翌朝早起きの若い溝鼠(どぶねずみ)が通りましたので、魚は自分の片側の肉を喰べさして、そのかわりに海まで運んでもらう約束をいたしました。そして夕方にひろい野原につくと、溝鼠は『とても私の力では、あなたを海まで運べそうもありません。」と言って、逃げていってしまいました。

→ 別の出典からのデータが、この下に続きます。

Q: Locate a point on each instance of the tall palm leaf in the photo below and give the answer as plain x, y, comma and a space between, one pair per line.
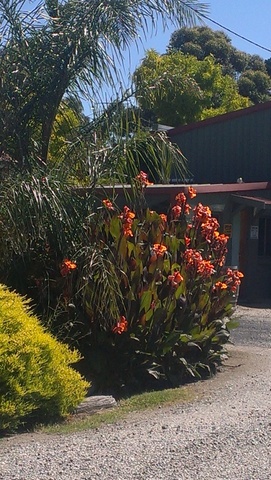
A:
63, 45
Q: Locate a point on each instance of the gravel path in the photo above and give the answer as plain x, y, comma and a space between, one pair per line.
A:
224, 434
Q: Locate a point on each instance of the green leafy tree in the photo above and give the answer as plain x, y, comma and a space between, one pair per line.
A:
59, 47
180, 89
250, 71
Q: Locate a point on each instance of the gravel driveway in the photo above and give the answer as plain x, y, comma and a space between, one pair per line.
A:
224, 434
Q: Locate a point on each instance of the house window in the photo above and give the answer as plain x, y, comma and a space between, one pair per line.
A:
264, 244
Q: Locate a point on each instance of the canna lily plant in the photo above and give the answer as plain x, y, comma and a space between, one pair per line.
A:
169, 314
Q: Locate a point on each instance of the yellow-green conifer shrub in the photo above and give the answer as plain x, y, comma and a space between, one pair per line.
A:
36, 378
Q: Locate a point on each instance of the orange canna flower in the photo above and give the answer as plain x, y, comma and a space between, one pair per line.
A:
192, 192
122, 326
220, 286
108, 204
175, 279
66, 267
176, 211
163, 217
159, 249
180, 198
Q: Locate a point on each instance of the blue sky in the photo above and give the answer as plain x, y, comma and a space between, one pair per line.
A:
248, 18
251, 19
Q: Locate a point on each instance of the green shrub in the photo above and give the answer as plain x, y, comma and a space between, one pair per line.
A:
158, 295
36, 380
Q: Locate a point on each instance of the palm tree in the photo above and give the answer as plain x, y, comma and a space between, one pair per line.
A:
61, 47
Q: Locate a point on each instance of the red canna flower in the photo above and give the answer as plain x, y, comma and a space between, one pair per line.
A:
127, 217
159, 249
122, 326
192, 192
163, 217
108, 204
175, 279
66, 267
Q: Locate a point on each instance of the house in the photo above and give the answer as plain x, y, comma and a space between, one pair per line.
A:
222, 149
229, 156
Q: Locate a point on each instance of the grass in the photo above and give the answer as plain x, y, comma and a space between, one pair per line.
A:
135, 403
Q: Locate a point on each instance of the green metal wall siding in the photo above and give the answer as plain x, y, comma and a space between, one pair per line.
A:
222, 152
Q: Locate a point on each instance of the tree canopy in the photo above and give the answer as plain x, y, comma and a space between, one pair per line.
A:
177, 88
62, 47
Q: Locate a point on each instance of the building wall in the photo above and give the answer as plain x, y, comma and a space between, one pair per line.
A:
225, 148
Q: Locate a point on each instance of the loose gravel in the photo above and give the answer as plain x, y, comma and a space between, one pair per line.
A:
225, 433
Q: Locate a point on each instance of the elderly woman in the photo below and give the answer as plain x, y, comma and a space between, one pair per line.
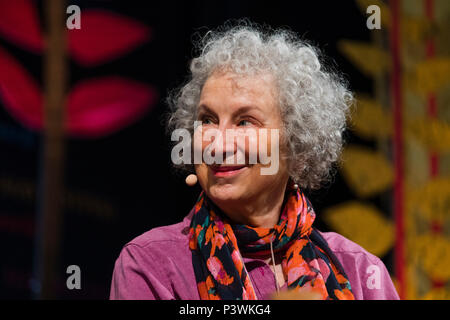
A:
250, 235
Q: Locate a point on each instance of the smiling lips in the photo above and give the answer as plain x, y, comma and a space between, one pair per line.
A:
226, 171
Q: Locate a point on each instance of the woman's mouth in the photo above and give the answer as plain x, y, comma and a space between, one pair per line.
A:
227, 171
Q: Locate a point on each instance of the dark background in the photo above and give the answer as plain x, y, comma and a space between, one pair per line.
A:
128, 173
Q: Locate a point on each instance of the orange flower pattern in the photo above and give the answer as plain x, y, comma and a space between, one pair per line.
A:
308, 261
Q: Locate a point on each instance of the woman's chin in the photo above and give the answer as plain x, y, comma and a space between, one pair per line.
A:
226, 192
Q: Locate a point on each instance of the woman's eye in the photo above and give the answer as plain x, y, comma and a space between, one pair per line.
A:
206, 121
244, 123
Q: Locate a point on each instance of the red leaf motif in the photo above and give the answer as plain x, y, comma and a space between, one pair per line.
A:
99, 107
19, 23
20, 93
105, 36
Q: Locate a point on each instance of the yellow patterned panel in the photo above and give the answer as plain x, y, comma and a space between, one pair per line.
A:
434, 252
433, 200
432, 75
434, 134
367, 172
363, 224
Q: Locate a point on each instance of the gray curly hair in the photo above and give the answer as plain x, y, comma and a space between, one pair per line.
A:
313, 101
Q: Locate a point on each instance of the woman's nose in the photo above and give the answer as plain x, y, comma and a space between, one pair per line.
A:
224, 142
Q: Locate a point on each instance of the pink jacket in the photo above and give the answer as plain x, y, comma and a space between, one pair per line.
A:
158, 265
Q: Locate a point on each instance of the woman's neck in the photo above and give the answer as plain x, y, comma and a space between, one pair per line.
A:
261, 212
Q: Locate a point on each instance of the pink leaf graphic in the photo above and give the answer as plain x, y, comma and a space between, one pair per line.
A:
99, 107
105, 36
20, 93
19, 23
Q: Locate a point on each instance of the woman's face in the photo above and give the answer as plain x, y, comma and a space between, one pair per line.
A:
246, 105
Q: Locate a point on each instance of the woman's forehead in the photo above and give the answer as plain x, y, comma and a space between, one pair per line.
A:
237, 89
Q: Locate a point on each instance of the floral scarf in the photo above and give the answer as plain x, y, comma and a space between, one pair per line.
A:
308, 262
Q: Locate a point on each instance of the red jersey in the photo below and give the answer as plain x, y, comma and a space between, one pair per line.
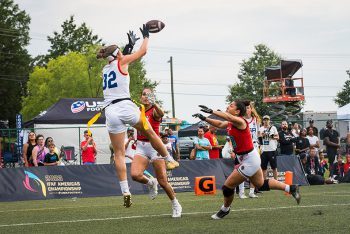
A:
241, 139
213, 153
153, 122
87, 155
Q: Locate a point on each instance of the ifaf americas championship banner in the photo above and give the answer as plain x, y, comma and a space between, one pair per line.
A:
100, 180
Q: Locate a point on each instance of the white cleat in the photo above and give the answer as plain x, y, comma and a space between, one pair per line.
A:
153, 189
252, 195
177, 211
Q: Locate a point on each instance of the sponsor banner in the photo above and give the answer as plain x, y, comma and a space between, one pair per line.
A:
49, 182
289, 163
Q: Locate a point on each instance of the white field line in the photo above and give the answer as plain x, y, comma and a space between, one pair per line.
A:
160, 215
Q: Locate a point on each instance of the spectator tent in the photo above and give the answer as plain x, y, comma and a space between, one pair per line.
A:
343, 116
66, 121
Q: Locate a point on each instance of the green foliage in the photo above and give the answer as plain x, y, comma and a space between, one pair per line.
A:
72, 38
14, 58
251, 77
343, 97
72, 76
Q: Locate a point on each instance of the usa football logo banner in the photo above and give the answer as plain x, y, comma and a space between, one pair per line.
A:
78, 106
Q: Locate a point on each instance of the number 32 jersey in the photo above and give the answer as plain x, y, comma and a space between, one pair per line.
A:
115, 82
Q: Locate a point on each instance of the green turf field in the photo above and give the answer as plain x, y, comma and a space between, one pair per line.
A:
323, 209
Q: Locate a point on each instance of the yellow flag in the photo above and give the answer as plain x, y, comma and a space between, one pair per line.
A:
143, 117
92, 121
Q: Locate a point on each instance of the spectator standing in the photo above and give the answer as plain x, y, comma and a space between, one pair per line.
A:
323, 163
202, 145
311, 126
48, 141
175, 144
227, 151
302, 144
331, 140
295, 129
214, 153
286, 139
130, 145
39, 151
88, 149
337, 171
28, 149
51, 158
313, 139
269, 137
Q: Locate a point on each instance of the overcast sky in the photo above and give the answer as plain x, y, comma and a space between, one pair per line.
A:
209, 39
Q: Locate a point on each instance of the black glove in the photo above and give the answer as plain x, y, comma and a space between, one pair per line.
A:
145, 31
206, 109
132, 40
200, 116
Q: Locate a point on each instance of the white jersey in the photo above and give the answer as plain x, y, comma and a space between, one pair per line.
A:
115, 82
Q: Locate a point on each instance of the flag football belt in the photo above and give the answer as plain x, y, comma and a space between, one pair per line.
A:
244, 152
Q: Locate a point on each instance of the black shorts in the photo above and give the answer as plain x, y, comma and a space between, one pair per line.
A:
268, 157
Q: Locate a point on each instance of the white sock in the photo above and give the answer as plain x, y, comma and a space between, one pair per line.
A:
175, 201
169, 159
124, 186
225, 209
287, 188
241, 188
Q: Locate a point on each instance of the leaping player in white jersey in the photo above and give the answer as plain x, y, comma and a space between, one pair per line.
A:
120, 110
254, 122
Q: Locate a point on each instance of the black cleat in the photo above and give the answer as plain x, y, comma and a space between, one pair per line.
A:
294, 190
220, 214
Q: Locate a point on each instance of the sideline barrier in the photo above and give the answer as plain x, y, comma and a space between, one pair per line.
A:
205, 185
37, 183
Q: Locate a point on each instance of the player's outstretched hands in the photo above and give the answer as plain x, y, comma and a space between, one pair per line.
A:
200, 116
132, 38
206, 109
145, 31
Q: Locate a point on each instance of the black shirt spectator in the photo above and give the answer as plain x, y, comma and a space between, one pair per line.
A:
286, 139
331, 140
311, 122
302, 144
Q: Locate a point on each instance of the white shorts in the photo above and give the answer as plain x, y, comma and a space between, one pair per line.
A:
120, 114
146, 150
249, 163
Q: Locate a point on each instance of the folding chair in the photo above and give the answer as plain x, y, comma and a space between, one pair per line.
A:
68, 156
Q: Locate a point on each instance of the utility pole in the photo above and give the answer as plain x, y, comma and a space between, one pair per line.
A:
172, 85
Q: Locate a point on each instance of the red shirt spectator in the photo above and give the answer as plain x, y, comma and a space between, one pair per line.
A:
88, 149
214, 153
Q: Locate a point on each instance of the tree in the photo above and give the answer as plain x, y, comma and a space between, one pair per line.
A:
14, 58
72, 38
251, 78
72, 76
343, 96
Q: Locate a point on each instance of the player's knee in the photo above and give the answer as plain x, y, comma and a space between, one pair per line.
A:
265, 186
162, 182
136, 176
228, 192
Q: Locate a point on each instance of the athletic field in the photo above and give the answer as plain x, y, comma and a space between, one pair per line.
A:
323, 209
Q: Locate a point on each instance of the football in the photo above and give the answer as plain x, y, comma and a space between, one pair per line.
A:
155, 26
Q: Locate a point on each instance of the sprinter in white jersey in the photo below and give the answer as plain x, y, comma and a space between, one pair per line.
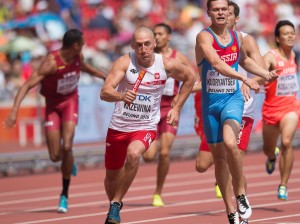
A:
134, 120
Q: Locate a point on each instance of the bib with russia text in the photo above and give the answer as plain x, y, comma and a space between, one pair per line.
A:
217, 83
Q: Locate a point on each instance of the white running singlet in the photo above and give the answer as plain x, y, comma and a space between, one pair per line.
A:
144, 112
249, 107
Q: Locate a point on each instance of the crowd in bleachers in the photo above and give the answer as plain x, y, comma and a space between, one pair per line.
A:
31, 28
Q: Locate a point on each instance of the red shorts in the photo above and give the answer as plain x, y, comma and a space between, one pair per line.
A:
243, 138
58, 111
117, 143
272, 116
162, 125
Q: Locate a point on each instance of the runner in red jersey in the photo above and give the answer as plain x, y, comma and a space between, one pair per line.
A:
165, 133
59, 75
280, 108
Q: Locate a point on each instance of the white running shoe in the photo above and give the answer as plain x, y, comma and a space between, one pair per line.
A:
244, 207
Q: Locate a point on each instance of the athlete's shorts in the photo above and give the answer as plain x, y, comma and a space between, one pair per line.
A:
60, 111
214, 117
162, 125
117, 143
245, 132
273, 116
198, 126
243, 138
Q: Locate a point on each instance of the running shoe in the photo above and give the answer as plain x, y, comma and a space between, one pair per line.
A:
282, 192
244, 207
113, 215
106, 221
63, 204
74, 170
157, 201
233, 218
217, 191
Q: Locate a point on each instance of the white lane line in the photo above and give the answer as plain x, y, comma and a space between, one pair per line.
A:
158, 219
181, 183
137, 180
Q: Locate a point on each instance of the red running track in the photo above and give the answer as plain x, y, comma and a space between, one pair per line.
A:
189, 197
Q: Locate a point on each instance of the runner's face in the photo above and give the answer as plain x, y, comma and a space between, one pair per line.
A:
161, 36
287, 36
218, 12
78, 46
232, 20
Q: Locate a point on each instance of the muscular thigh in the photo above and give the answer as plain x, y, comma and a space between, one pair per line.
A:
163, 126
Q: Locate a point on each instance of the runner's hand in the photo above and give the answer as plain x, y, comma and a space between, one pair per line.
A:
246, 92
252, 84
173, 117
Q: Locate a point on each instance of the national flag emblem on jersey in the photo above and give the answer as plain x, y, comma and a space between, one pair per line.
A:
61, 67
233, 48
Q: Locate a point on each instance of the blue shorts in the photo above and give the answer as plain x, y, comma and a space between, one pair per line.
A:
215, 115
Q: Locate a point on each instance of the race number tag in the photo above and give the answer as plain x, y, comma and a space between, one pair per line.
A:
217, 83
68, 84
169, 87
140, 109
287, 85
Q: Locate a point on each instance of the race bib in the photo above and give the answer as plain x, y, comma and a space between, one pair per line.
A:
287, 85
169, 87
217, 83
67, 85
140, 109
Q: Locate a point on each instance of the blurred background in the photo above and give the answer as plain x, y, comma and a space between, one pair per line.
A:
29, 29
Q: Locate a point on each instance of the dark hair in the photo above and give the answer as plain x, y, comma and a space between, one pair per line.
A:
209, 3
236, 8
280, 24
71, 37
165, 26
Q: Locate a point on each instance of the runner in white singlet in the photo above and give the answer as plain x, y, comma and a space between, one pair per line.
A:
134, 120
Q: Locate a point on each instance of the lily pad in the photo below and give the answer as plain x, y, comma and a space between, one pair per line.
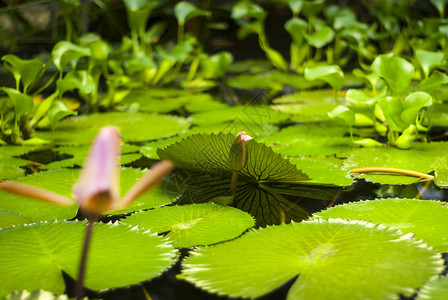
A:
62, 181
35, 295
261, 184
434, 290
422, 157
332, 258
10, 164
134, 127
427, 219
34, 255
195, 224
324, 170
129, 153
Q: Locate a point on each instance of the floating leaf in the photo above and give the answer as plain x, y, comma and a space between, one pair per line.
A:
195, 224
332, 258
133, 127
324, 170
26, 71
62, 181
426, 219
434, 290
34, 255
261, 184
344, 113
35, 295
332, 74
423, 157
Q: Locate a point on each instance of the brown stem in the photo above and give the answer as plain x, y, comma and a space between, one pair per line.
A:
393, 170
79, 290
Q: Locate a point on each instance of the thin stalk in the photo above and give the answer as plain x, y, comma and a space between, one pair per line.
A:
234, 182
394, 171
82, 264
180, 33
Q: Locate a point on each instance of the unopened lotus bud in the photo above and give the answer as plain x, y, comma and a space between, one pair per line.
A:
238, 151
97, 189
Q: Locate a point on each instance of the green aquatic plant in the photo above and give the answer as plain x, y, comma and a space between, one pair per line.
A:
262, 185
97, 189
264, 259
331, 74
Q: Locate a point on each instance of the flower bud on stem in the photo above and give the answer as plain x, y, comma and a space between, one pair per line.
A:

その翌朝、いっぴきの痩せた野良犬が野原を通りましたので、飢えている野良犬に、魚は溝鼠に食べられて残った片側の肉を、この野良犬にやって、海まで運んでもらうことにしましした。野良犬は、秋刀魚の片側の肉を美味しそうに喰べ終えると、魚の頭のところをくわえて、どんどん海の方角へ駆け出しました。しかし野良犬は、こんもりと茂った杉の森まできたときに、魚を放り出して逃げてしまいました。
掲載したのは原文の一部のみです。